Welcome from Part 1, where I talked mainly about methods; Part 2, where I discussed the three major types of Star Wars fans; and Part 3, where I discussed sexism and political attitudes. In this part, I will focus on age and nostalgia. As always, email sw.survey.2019@gmail.com with questions about analyses, methods, results, and so on.
Star Wars was a big part of many fans’ childhoods. In 2005, George Lucas told BBC News that the Star Wars “movies are for children but [fans] don’t want to admit that.” Star Wars has a massive adult fanbase, but my survey’s sample of over five thousand fans suggests that these fans largely became such as children. The median age when first watching a Star Wars film was six, 90% of respondents watched one for the first time before the age of 13, and 96% of the current sample did so before the age of 18.
I also wanted to know if fans felt particularly warm toward the movies that came out when they were children. I looked at this by plotting participants birth year against how favorably they reported feeling toward each of the trilogies. I averaged scores for movies within trilogies to get this overall favorability score.
I did not, however, draw a typical, straight regression line. Instead, I drew what are known as “cubic regression splines.” Put simply, the lines try to be more flexible to the data than typical regression lines. They allow more bends in the line, while still being smooth so as to not read too much into noise.
In the left panel, we see that people who feel most favorably toward the originals are the people who were children when they first released.

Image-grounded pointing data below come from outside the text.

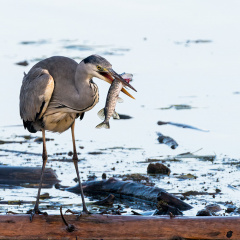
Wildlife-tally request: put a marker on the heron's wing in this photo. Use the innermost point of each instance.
(36, 92)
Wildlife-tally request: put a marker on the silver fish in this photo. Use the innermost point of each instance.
(112, 99)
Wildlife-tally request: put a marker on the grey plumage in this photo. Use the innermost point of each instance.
(55, 92)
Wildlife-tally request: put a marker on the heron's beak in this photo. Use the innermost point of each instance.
(110, 75)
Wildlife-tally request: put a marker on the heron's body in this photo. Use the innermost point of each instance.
(63, 97)
(55, 92)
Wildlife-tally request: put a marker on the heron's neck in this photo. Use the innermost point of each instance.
(82, 78)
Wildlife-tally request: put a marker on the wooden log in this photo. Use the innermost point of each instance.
(119, 227)
(131, 190)
(26, 175)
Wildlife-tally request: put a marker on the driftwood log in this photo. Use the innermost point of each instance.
(134, 190)
(119, 227)
(26, 175)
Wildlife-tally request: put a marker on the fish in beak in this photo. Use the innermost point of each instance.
(110, 75)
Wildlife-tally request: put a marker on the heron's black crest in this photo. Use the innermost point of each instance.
(96, 59)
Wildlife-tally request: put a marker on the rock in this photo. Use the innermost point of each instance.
(22, 63)
(213, 208)
(158, 168)
(187, 176)
(164, 209)
(204, 212)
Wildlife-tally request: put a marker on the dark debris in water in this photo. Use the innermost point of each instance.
(136, 177)
(40, 140)
(124, 117)
(167, 140)
(158, 168)
(188, 176)
(95, 153)
(180, 125)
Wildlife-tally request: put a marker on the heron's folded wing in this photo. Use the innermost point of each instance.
(36, 92)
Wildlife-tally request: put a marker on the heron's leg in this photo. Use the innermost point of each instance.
(44, 158)
(75, 161)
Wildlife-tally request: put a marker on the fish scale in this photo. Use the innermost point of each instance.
(112, 98)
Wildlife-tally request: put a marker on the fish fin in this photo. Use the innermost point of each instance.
(127, 76)
(101, 114)
(115, 115)
(103, 124)
(120, 100)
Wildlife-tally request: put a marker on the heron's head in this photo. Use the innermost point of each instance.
(100, 68)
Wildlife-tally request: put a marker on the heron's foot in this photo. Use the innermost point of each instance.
(34, 211)
(79, 214)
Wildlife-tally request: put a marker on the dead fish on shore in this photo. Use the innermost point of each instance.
(112, 98)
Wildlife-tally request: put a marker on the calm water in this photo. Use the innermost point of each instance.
(157, 41)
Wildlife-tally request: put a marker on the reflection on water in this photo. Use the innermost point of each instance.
(202, 76)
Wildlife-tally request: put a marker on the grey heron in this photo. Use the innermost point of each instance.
(55, 92)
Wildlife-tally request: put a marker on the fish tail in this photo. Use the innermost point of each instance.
(103, 125)
(115, 115)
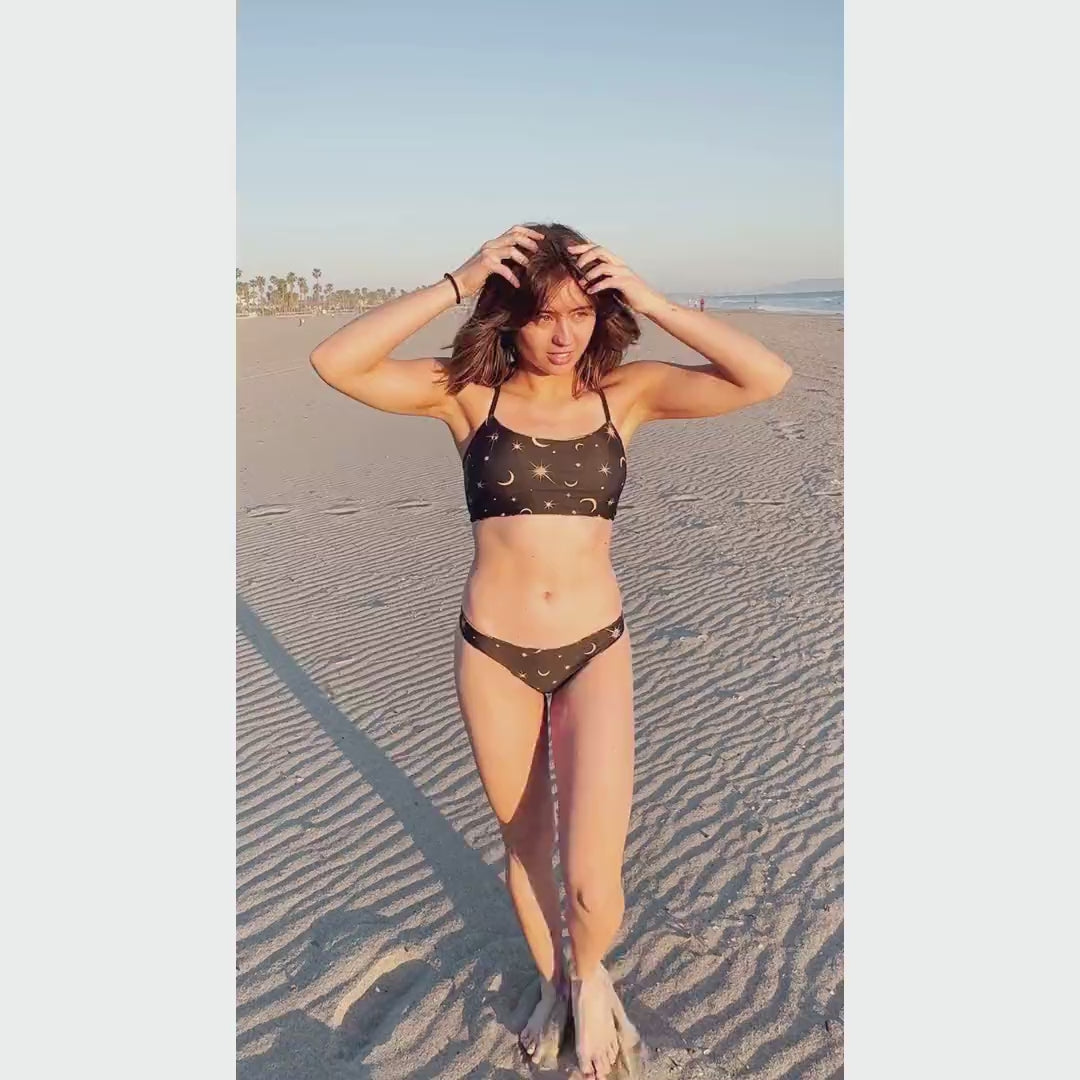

The same thing is in the middle panel: A bump in favorability for the prequels for people born in 1990 and afterward, since they grew up with these movies (whereas older generations did not). The right panel shows that those who were born around the time of the original trilogy dislike the sequels the most. We are still a decade or two from getting good data on the kids who grew up during the sequel trilogy, but I hypothesize that they will feel more positively toward it than the other age groups.
I interpret this as a sign of nostalgia for participants’ childhoods. Nostalgia is a “sentimental longing or affection for the past” (Baldwin, Biernat, & Landau, 2015). As mentioned in Part 1, I asked respondents how much they “feel a nostalgic and warm feeling” for things from their personal past: friends, family, pets, toys, TV shows, movies, and music. Unfortunately, since these questions did not form a cohesive scale together, I looked at each separately. As many people told me at the end of the survey, one cannot feel nostalgic for pets if they did not have pets; for that reason, I do not include that item here.
In the figure below, I show the correlations between favorability for each of the trilogies and how nostalgic people are. Each box represents a correlation, which can range from -1 (an exact, negative relationship) to +1 (an exact, positive relationship). Empty tiles represent correlations that were not significant, p > .01.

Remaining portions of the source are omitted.